The complexity of the below program is given to be O(n!)
double foo(int n){
int i;
double sum;
if(n==0){
return 1.0;
}
else {
sum=0.0;
for(i=0;i<n;i++){
sum+=foo(i);
}
return sum;
}
}
But I could determine its complexity as O(n!). Can anyone explain how is it coming to be O(n!)?
Is it Θ(n!) also or only O(n!)?
If it is not Θ(n!) .Can I get a sample of Θ(n!) code.

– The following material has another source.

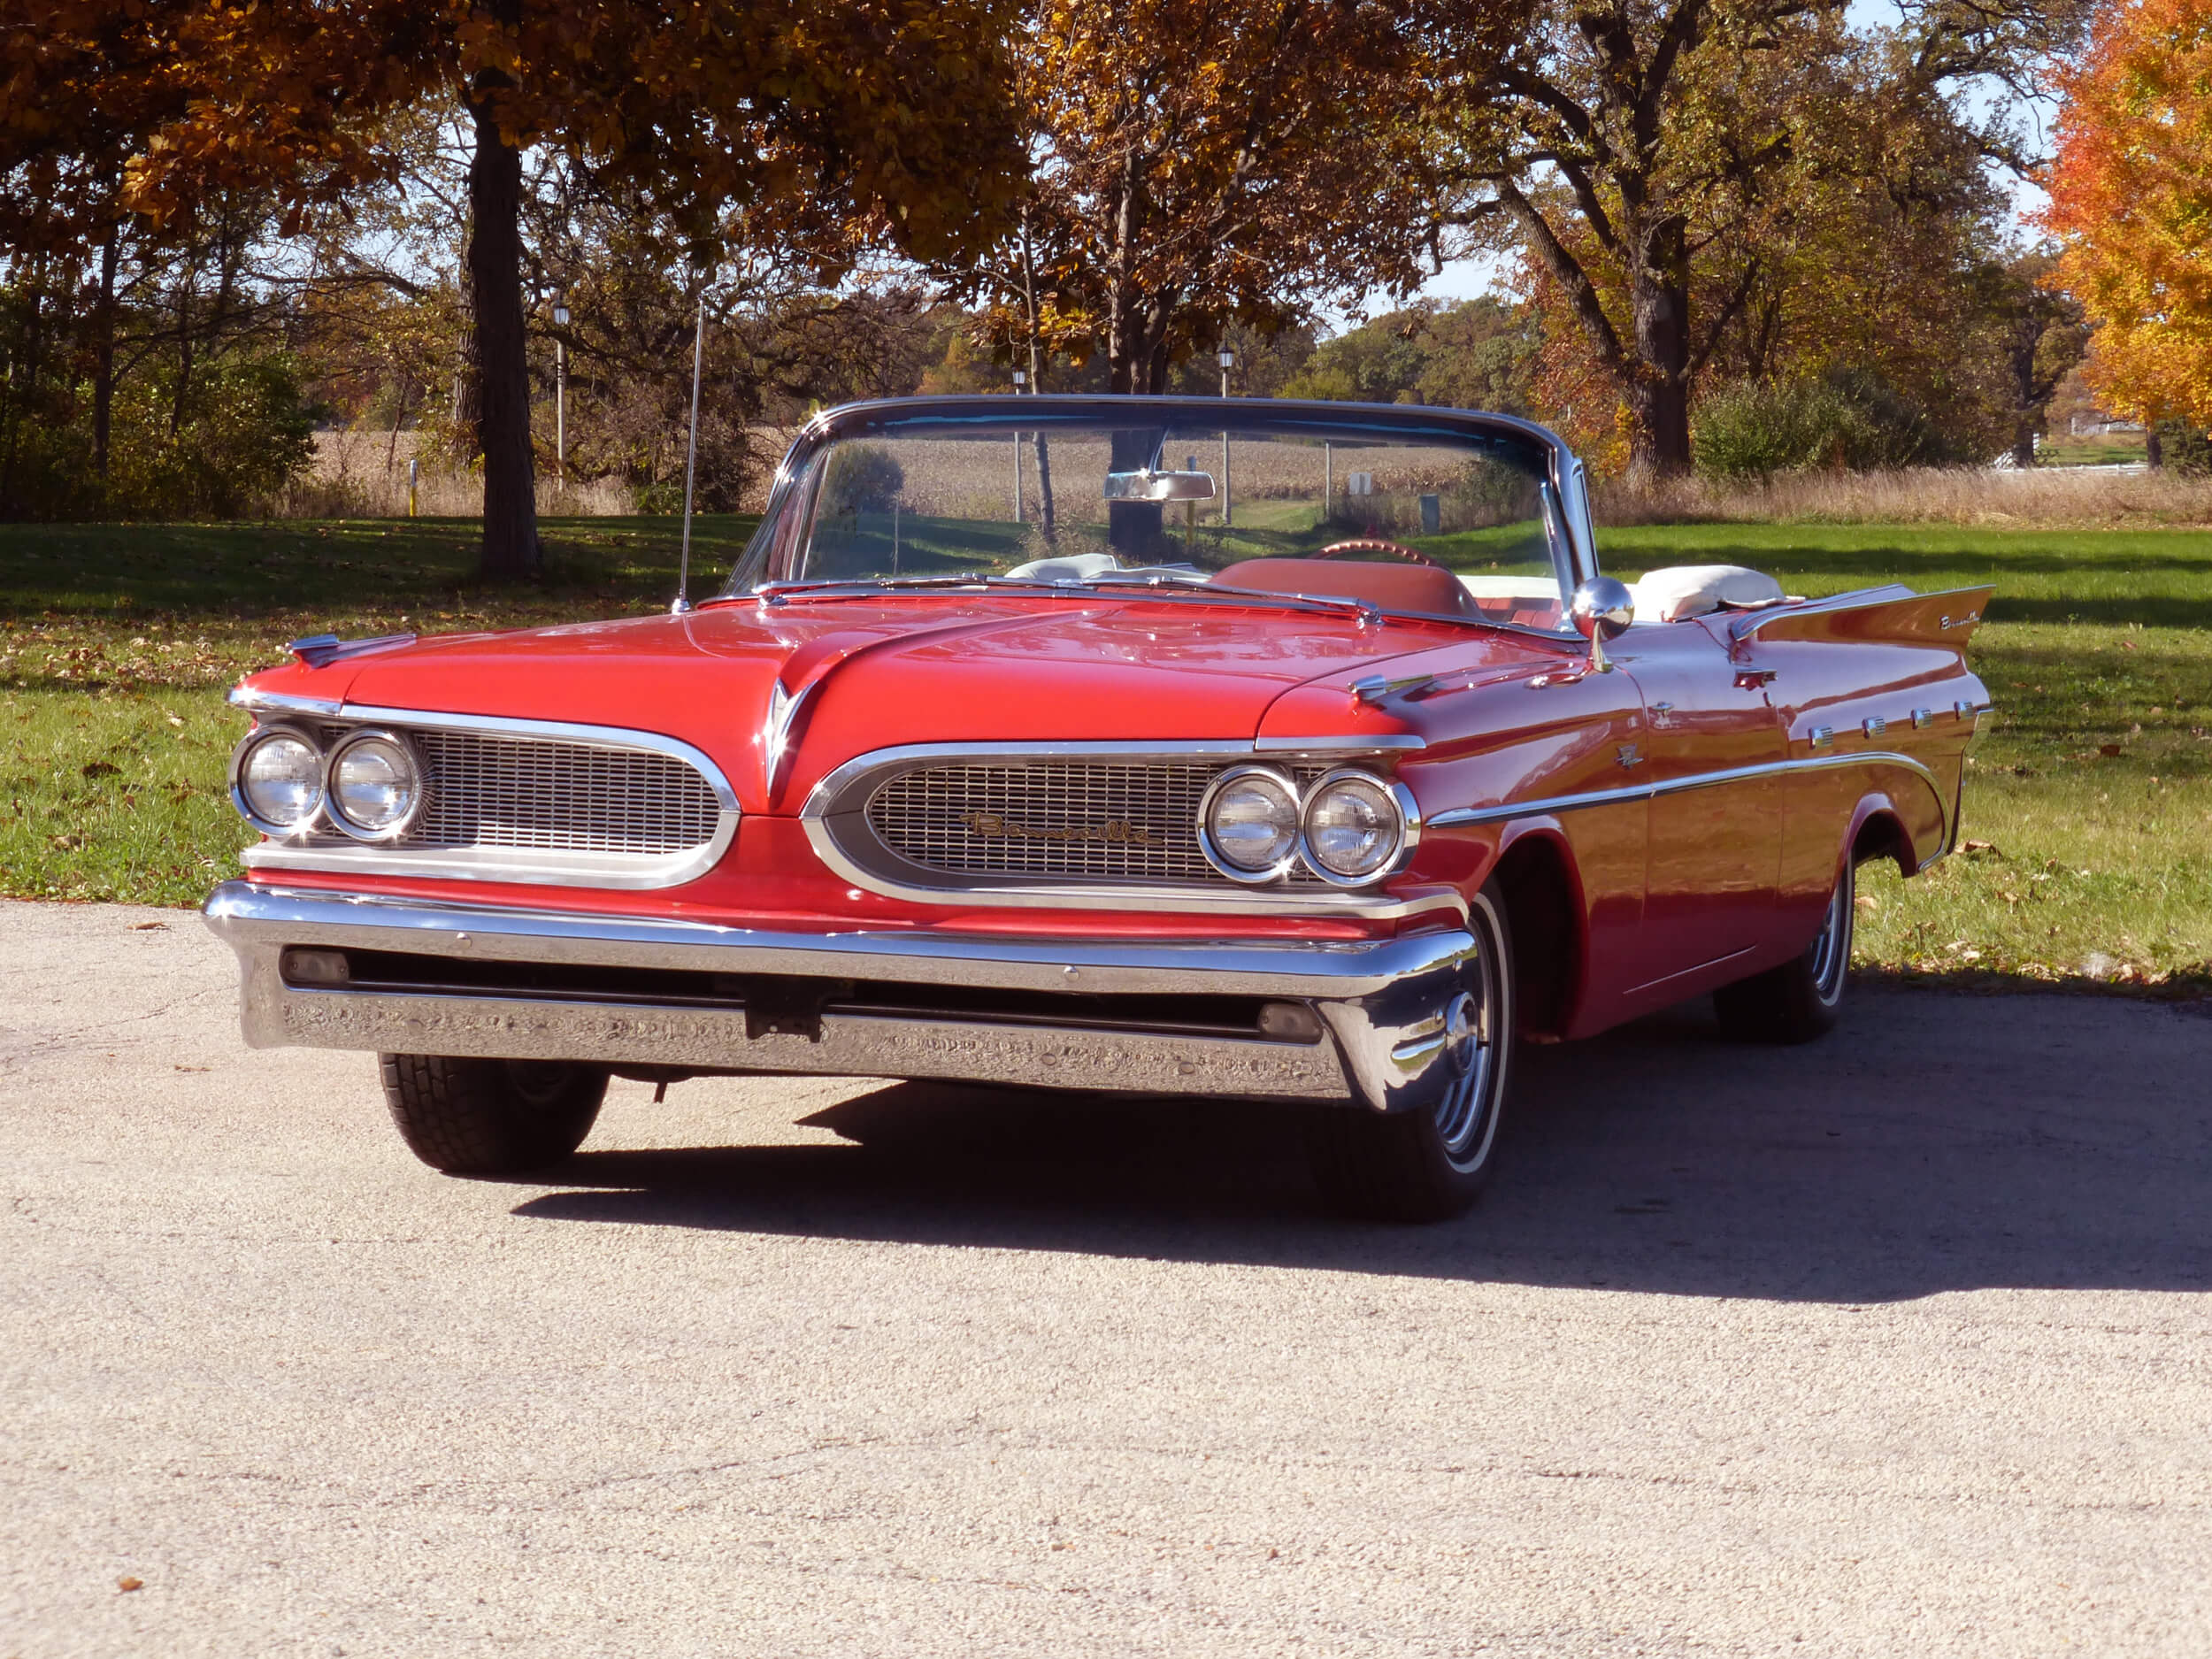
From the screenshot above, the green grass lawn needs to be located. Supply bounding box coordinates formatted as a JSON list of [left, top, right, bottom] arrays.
[[1, 516, 757, 907], [3, 514, 2207, 996]]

Let's assume the time to calculate foo(n) is $T(n)$. In the case where $n>0$, we can gather the time taken for an iteration will be: $$ T(n) = \left( \sum_{i=0}^{n-1} T(i)\right) +n+c $$
Also, $T(1)=c$
First, a little justification. The summation in the parenthesis is the run time for all the calls to foo in the loop. The n accounts for the looping and the constant c accounts for things such as initialization, comparisons and such.
Now, with that in mid, let's calculate what the next step would be, and see if we can deduce the growth of the run time.
$$ T(n+1) = \left( \sum_{i=0}^{n} T(i)\right) +(n+1)+c $$
Now, if from the present sum we extract $T(n)$, we get:
$$ T(n+1) = \left( \sum_{i=0}^{n-1} T(i)\right) +T(n)+(n+1)+c $$
Now, if we rearrange the result in the following way, we have an opportunity for reducing the sum:
$$ T(n+1) =\left[ \left( \sum_{i=0}^{n-1} T(i)\right) + n+c \right]+T(n)+1 $$
You see that in the brackets, that's exactly what we defined as $T(n)$ (1rst equation). In that case, we get that:
$$ T(n+1) =T(n)+T(n)+1 = 2T(n)+1 $$
From this, it also stands that $T(n)=2T(n-1)+1$. What happens if we replace $T(n-1)$ by it's value calculated with this very function? Well, let's iterate:
$$ \begin{array}{r l} T(n) & = 2T(n-1)+1 \\ & = 2 \left[ 2 T(n-2) +1 \right] +1 \\ & = 2 \left[ 2 \left[ 2 T(n-3) +1 \right] +1 \right] +1 \\ & \vdots \\ & = 2^kT(n-k)+k \end{array} $$
Almost there. Finally, let's write it in terms of $T(0)$, our known base case. First, for that we must have $T(n-k) = T(0)$ so it stands that $k=n$. In the end, we get:
$$ T(n) = 2^nT(0)+n=2^nc+n $$
With this in mind, we can conclude that $T(n) = \theta(2^n)$